Gucci’s slowdown is adding fresh pressure on its parent company Kering, as the luxury group looks to reverse years of underperformance. According to Bloomberg, comparable sales at Gucci fell 10% in the final quarter of 2025, broadly in line with analyst expectations and underscoring the continued cooling of luxury demand, particularly in China.
The weak finish capped a difficult year for Kering’s largest brand, which still accounts for around 60% of the group’s profit. Once the main driver of growth, Gucci has struggled to keep pace as consumers become more cautious and fashion cycles accelerate. The wider luxury market offers little relief, with hopes of a sector-wide rebound continuing to fade.
That mood shift was reinforced last month when rival LVMH reported disappointing fourth-quarter results. Its chief executive, Bernard Arnault, struck a restrained tone on the outlook for the year ahead, signalling that the post-pandemic boom is firmly in the rear-view mirror.
Kering is now betting on new leadership to change the narrative. Luca de Meo took over as chief executive in September, inheriting a group that has lagged competitors despite its stable of high-profile brands, including Yves Saint Laurent and Balenciaga.
Investors initially backed the appointment — shares rose sharply last year — but the stock is down 14% so far this year as patience wears thin.
De Meo has wasted little time making changes. He reshaped Gucci’s leadership early on, appointing long-serving executive Francesca Bellettini as chief executive, and later agreed to sell Kering’s beauty business to L’Oréal for €4 billion to cut debt and refocus on fashion. His full strategy is due in April.

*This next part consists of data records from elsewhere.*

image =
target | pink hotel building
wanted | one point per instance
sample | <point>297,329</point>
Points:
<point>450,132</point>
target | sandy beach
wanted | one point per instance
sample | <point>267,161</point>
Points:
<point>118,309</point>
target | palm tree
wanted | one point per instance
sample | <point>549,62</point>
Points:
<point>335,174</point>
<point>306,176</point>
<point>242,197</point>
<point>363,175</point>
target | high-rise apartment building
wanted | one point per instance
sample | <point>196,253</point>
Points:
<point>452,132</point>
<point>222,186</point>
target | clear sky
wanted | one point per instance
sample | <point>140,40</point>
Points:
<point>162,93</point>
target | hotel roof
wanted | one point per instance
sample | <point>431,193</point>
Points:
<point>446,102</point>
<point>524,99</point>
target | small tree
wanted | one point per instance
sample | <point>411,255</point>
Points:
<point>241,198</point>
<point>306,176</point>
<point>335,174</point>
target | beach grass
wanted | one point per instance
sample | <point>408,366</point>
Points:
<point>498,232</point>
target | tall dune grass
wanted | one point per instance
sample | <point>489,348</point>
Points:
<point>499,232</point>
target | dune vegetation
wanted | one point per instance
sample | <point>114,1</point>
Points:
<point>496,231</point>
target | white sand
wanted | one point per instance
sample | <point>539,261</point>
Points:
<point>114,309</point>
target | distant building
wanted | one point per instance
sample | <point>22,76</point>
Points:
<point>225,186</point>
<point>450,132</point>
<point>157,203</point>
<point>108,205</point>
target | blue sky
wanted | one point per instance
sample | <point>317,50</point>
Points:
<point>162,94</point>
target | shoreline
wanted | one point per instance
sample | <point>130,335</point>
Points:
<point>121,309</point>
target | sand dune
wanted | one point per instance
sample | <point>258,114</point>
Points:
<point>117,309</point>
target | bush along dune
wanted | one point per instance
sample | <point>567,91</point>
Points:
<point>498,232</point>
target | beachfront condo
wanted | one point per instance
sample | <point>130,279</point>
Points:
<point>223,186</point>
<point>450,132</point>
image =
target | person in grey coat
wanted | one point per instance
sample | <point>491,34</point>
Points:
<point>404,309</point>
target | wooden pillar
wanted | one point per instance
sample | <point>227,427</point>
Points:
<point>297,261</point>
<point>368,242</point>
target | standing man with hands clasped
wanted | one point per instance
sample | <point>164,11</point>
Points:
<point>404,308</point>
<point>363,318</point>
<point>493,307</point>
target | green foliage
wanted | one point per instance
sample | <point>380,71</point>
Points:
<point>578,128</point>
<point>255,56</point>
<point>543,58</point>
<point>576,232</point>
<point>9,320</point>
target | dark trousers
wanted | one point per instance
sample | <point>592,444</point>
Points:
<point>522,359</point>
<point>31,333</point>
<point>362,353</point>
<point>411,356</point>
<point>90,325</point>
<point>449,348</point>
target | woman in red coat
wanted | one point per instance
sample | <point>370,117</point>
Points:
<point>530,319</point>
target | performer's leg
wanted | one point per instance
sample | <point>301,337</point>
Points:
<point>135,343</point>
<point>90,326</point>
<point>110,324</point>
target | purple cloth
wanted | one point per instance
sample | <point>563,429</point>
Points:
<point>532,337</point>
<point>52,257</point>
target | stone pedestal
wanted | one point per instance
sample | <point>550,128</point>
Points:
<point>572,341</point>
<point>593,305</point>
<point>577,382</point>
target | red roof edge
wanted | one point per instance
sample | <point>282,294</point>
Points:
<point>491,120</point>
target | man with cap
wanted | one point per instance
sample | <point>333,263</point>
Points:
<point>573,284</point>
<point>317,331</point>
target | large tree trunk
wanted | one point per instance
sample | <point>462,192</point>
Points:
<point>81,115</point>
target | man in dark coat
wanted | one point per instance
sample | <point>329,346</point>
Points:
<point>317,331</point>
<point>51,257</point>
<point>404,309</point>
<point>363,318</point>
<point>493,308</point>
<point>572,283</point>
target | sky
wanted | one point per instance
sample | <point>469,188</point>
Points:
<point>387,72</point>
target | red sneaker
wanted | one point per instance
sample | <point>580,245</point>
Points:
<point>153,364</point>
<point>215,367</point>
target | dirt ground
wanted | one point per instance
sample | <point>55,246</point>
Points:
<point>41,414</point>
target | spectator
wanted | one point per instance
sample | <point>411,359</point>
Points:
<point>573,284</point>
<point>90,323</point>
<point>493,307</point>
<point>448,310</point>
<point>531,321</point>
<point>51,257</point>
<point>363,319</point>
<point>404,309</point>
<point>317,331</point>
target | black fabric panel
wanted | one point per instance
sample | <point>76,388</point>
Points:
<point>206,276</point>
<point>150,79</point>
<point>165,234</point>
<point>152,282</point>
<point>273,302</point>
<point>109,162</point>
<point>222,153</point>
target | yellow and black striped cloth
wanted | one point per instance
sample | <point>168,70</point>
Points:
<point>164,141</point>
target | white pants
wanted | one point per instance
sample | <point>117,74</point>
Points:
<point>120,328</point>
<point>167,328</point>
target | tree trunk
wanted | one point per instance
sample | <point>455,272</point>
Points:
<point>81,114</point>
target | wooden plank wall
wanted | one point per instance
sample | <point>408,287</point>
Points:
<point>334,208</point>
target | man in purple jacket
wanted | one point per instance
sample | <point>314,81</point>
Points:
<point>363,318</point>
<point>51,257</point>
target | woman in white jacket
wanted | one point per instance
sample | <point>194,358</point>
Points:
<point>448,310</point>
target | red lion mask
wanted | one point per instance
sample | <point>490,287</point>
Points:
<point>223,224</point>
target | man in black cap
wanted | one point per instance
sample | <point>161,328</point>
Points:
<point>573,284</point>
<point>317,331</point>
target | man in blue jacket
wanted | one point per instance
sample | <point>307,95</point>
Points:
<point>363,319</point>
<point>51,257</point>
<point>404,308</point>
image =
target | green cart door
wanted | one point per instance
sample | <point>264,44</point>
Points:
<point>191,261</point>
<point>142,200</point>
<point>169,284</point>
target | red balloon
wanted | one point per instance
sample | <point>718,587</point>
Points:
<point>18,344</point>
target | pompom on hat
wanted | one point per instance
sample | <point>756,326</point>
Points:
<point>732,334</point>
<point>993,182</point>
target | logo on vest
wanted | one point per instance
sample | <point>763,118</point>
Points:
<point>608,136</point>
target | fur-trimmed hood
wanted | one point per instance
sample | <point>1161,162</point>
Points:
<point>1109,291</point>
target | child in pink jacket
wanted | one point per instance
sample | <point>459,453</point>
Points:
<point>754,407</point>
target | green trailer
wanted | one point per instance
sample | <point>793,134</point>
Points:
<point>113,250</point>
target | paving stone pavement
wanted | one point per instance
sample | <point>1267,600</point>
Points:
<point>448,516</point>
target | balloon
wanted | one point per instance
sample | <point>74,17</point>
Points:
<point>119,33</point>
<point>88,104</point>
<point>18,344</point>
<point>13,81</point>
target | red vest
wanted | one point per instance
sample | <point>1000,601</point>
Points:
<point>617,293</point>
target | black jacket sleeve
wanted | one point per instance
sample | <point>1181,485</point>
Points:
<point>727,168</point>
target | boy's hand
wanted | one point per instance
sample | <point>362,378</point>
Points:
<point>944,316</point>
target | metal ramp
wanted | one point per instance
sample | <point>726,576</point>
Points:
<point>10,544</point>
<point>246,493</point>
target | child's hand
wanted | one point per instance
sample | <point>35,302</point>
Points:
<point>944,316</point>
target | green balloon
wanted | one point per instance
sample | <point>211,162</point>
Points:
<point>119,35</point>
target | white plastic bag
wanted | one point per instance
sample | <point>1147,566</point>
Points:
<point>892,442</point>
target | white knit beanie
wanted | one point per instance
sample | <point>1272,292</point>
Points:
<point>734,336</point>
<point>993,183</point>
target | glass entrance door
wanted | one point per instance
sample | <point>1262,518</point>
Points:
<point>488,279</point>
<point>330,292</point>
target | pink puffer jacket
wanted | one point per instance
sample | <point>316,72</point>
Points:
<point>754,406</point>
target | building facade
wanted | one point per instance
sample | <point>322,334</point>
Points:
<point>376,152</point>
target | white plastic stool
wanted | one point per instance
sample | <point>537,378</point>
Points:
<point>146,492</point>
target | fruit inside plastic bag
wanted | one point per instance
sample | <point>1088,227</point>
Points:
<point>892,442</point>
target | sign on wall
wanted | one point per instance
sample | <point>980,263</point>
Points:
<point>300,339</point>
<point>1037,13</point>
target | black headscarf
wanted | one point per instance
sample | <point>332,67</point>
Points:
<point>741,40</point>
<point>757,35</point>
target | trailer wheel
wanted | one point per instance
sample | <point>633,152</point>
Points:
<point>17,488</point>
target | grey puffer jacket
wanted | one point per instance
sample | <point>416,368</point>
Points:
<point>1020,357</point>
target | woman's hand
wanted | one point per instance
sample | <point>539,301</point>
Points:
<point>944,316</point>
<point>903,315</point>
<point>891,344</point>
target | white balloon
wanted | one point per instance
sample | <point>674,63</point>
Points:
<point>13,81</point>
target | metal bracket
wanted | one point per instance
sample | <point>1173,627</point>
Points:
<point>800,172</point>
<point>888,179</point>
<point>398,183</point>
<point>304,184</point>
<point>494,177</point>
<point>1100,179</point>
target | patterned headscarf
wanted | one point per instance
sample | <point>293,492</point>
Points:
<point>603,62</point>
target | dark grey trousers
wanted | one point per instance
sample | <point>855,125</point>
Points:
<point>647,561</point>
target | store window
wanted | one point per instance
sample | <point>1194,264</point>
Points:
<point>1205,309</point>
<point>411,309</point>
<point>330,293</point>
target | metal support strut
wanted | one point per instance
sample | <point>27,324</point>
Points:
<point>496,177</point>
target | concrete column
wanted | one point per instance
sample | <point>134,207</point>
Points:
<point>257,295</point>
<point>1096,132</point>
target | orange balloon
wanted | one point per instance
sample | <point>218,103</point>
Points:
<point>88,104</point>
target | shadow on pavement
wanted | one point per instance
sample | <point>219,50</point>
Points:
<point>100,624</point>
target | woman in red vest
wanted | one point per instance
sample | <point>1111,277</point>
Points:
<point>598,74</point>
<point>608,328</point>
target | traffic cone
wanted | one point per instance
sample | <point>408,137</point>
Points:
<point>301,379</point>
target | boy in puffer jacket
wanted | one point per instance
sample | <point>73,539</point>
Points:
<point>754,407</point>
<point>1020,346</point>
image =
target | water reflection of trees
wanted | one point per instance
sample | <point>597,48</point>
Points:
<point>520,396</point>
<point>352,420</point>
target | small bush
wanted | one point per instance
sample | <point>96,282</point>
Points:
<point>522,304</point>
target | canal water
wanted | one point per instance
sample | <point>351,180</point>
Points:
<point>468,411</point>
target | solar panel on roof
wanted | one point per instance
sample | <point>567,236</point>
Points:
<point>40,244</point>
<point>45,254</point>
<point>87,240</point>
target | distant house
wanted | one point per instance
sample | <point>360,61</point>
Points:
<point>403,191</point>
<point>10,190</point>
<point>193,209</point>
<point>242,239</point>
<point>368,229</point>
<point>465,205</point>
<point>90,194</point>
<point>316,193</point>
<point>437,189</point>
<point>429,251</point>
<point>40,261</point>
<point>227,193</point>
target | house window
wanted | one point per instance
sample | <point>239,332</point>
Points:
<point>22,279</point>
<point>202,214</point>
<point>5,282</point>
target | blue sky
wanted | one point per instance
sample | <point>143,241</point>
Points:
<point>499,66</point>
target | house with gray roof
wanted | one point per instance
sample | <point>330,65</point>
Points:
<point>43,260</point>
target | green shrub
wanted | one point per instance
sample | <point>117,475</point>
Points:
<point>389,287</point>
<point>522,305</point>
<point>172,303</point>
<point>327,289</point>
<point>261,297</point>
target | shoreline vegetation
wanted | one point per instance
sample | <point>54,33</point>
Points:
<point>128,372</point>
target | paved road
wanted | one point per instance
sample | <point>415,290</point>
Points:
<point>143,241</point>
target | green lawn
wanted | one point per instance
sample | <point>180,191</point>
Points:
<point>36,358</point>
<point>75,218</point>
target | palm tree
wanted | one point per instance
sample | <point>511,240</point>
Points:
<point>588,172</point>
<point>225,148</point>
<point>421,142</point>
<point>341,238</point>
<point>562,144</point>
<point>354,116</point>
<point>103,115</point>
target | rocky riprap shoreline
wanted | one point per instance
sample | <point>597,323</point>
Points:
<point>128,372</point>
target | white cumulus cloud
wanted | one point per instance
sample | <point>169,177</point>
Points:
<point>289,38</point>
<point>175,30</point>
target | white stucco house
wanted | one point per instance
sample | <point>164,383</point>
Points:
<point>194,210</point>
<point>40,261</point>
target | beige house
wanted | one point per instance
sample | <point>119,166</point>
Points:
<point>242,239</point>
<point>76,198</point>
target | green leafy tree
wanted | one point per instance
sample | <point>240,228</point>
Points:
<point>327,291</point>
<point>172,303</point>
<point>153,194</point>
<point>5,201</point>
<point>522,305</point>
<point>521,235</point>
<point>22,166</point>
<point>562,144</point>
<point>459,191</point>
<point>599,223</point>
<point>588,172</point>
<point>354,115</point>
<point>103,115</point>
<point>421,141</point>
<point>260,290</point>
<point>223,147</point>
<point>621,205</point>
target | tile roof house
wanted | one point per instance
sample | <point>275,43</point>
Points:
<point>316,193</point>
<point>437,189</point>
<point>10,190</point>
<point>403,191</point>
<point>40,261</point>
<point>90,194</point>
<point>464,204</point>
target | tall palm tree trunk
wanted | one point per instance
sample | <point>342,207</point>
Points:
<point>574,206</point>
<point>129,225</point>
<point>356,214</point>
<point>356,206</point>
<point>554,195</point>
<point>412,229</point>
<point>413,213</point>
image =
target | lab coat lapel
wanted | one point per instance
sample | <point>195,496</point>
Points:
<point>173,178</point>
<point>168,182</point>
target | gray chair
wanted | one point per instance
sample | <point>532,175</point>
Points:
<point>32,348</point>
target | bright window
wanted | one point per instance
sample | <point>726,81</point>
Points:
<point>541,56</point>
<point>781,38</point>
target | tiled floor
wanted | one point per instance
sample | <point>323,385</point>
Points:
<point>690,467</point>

For now, attention is on Gucci’s next move. Later this month, the brand will unveil designer Demna’s debut collection at Milan Fashion Week, a moment closely watched by both the industry and investors.
The stakes are high: Gucci’s recurring operating income fell 40% last year to €966 million, slightly ahead of forecasts but still a sharp drop. Whether creative change and tighter management can restore momentum is the question hanging over Kering’s year ahead.